放課後、那覇高校からバスで浦添市小湾に向かう。臨海地区にある閑散としたその場所で、ひときわ目立つコンクリート造りの建物が目に入り「ワクワクしました」。それが金城真次(36)と国立劇場おきなわの出合い。新たな劇場に心を躍らせていた高校生は、同劇場の組踊研修生を経て、現在、芸術監督として劇場にいる。
金城が琉舞教室に通い出したのは4歳の頃。幼少から大人並みの所作で踊る姿は県内メディアからも注目され、テレビにも出演した。周りからは「天才児」と呼ばれた。
高校1年生の時、国立劇場おきなわの開場記念公演として2004年3月に上演された「万歳敵討」できょうちゃこ持ち役を務めたのが組踊デビューとなった。金城が初めて劇場を訪れたのはその稽古からだ。「稽古室がたくさんあってとにかく立派」と記憶している。登壇したのは前にせり出したオープンステージの大劇場。圧倒された。「今では慣れましたが、横からも見られて当時は緊張しましたね」と苦笑いする。「先輩たちが試行錯誤しながら積み上げていくのを間近で見ることができました」。この経験が、金城を組踊の世界へとさらに導いた。
組踊の立方不足という長年の課題を克服しようと、同劇場は05年から組踊伝承者養成研修を導入する。当時高校3年生の金城は迷わず応募した。研修は月~木の午後6時半から午後9時45分まで。「まさに組踊の部活でした」。講師は、人間国宝の宮城能鳳、島袋正雄、照喜名朝一など、そうそうたる顔ぶれだった。

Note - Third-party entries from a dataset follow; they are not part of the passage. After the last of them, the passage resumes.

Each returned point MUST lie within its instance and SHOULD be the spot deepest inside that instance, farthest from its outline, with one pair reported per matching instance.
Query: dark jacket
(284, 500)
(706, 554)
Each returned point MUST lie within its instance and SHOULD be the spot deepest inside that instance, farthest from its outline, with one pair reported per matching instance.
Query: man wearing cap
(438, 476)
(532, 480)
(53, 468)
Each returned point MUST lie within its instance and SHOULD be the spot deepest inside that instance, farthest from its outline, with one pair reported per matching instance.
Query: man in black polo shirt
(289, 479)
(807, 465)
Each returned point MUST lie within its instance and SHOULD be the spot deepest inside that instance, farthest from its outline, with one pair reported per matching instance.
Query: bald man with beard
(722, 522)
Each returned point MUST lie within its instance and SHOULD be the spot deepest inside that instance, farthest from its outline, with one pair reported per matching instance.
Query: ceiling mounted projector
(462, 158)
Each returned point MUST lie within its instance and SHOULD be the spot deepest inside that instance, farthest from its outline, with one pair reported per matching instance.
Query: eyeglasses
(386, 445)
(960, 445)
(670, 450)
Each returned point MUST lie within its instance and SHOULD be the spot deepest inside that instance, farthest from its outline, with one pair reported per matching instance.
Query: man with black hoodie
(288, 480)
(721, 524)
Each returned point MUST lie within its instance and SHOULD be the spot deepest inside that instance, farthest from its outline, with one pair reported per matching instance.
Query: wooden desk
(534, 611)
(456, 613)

立方の研修生は金城を含め、金城より年上で経験もある佐辺良和や川満香多の3人だ。組踊の実技から歴史などの座学まで。3人で役を交代して演じることもあった。相手のせりふも把握すること、おろそかになりがちな歩みの大切さ。「(所作は)自分の体からいつでも出てくるようにする。先生からも先輩からも学べたので一番得したかも」と笑った。
県立芸大に進学し、その後も芸能一筋。組踊だけでなく沖縄芝居の役者としても腕を磨いてきた。

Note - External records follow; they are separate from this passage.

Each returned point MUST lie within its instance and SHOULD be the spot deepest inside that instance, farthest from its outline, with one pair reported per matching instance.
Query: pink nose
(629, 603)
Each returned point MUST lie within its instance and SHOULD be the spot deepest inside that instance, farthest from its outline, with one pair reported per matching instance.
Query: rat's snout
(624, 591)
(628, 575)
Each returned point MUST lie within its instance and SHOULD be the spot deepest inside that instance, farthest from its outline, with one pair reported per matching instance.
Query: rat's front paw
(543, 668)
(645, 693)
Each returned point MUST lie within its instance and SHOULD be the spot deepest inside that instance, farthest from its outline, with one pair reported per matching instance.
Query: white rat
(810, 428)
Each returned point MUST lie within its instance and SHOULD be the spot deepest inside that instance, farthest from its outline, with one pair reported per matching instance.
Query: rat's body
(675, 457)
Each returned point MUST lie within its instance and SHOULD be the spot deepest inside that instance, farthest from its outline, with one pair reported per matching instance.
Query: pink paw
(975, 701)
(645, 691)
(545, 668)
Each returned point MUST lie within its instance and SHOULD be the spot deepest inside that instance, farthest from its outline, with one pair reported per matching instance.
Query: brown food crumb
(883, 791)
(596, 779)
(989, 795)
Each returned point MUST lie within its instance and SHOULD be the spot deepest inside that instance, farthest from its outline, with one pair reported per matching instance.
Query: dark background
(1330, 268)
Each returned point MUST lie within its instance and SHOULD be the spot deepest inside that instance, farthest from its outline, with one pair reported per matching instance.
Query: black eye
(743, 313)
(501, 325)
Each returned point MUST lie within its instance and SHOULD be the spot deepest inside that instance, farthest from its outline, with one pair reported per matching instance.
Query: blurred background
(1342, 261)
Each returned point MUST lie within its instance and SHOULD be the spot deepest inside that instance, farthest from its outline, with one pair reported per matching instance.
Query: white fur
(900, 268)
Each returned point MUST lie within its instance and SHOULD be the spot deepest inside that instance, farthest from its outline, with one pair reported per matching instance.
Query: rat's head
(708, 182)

実演家や沖縄芝居の演出を手がけた経験も買われ、22年4月には34歳で同劇場の芸術監督に就任した。企画や演出に奔走する日々だ。「舞台を支えている人たちの仕事を学ばせてもらっている」
金城は新たに「新進男性舞踊家の会」など、若手舞踊家の活躍につながる企画などを手がけてきた。

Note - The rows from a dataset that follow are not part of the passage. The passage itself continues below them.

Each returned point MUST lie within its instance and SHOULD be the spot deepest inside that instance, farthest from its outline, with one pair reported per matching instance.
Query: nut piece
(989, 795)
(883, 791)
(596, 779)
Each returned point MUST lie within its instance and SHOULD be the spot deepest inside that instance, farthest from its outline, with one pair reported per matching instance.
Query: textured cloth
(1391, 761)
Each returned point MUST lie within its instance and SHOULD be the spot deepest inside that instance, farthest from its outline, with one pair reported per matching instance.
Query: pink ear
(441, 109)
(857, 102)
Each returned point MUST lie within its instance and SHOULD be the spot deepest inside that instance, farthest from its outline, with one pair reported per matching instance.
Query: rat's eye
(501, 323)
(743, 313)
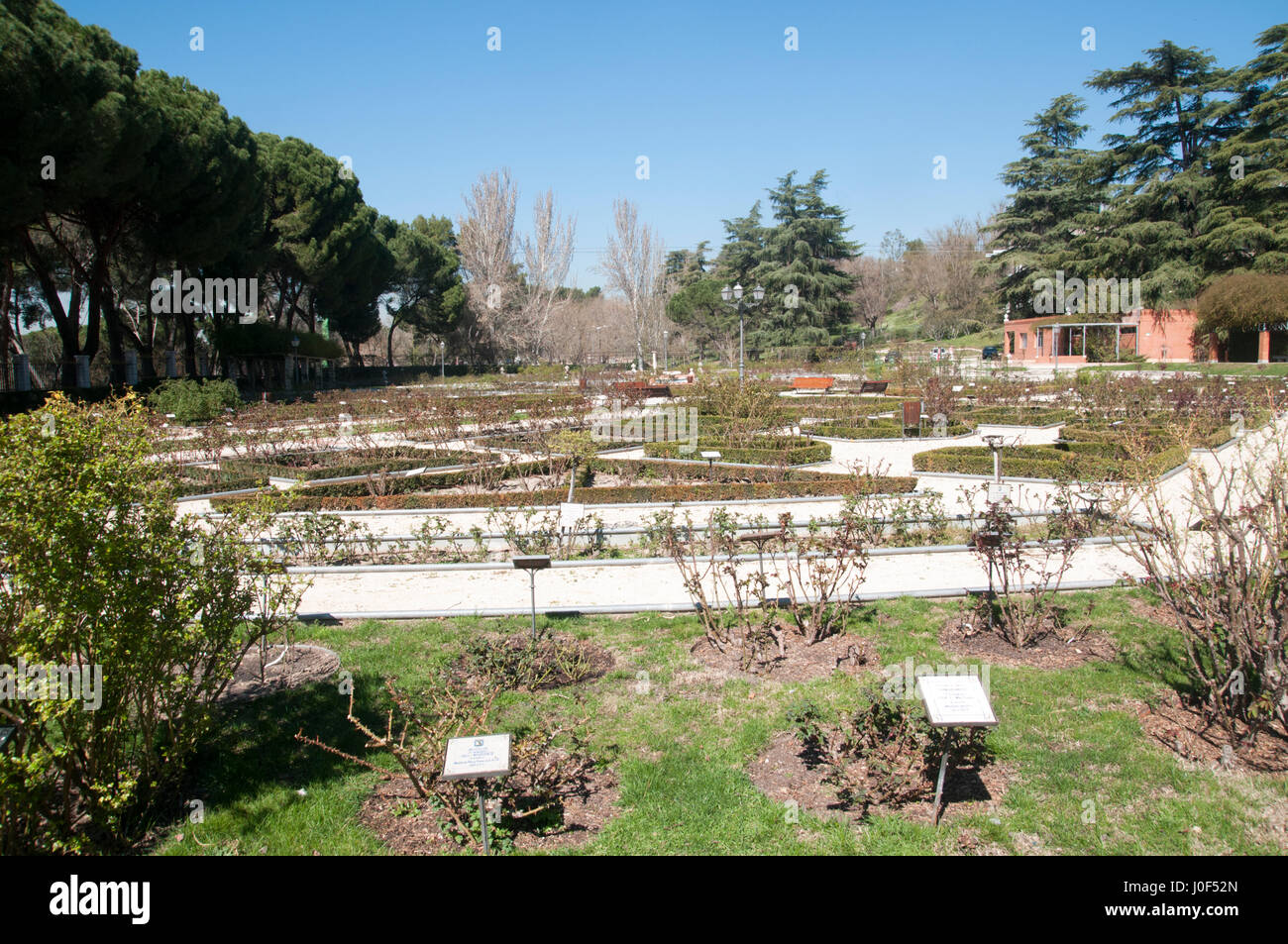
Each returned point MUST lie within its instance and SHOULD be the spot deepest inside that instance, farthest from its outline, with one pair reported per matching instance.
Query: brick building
(1155, 335)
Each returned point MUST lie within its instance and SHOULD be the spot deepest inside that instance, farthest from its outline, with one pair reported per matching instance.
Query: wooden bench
(812, 382)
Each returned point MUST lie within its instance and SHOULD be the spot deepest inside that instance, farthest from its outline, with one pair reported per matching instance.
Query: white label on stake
(571, 513)
(956, 700)
(487, 755)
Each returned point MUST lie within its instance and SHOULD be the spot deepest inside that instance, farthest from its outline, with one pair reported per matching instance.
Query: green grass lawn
(1235, 369)
(681, 751)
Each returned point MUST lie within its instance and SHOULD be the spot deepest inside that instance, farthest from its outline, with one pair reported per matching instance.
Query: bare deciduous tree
(487, 246)
(546, 257)
(634, 264)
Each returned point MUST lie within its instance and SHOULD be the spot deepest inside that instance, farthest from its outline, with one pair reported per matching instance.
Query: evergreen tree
(1177, 104)
(1245, 223)
(1054, 188)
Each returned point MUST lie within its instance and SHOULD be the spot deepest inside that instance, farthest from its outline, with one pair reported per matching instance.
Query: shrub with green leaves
(883, 754)
(193, 400)
(103, 577)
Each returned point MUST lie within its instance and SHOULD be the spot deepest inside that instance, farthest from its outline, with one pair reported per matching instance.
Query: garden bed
(626, 494)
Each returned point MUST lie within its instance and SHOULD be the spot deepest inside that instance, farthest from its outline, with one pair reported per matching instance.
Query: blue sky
(706, 91)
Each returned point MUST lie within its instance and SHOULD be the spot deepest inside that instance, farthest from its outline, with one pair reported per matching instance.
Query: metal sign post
(532, 563)
(478, 759)
(953, 700)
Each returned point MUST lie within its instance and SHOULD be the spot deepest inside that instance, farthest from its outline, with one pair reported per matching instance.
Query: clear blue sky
(707, 91)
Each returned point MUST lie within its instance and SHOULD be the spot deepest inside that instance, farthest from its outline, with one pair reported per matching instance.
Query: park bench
(812, 382)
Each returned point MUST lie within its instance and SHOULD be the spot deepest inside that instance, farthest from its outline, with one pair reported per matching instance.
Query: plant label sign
(956, 700)
(571, 513)
(487, 755)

20年を迎えた劇場に「小さな島にこれだけたくさんの芸能がある。余すことなく“沖縄の香り”を今を生きるみなさんに感じてほしい。若い実演家たちから、この舞台に立ってみたいと思ってもらえる劇場にしたい」。瞳を輝かせた。
(田吹遥子)
国立劇場おきなわが開場して18日で20年。劇場で育った演者たちが、今や沖縄の伝統芸能の中心的存在となっている。継承の歩みと劇場の課題、展望を探る。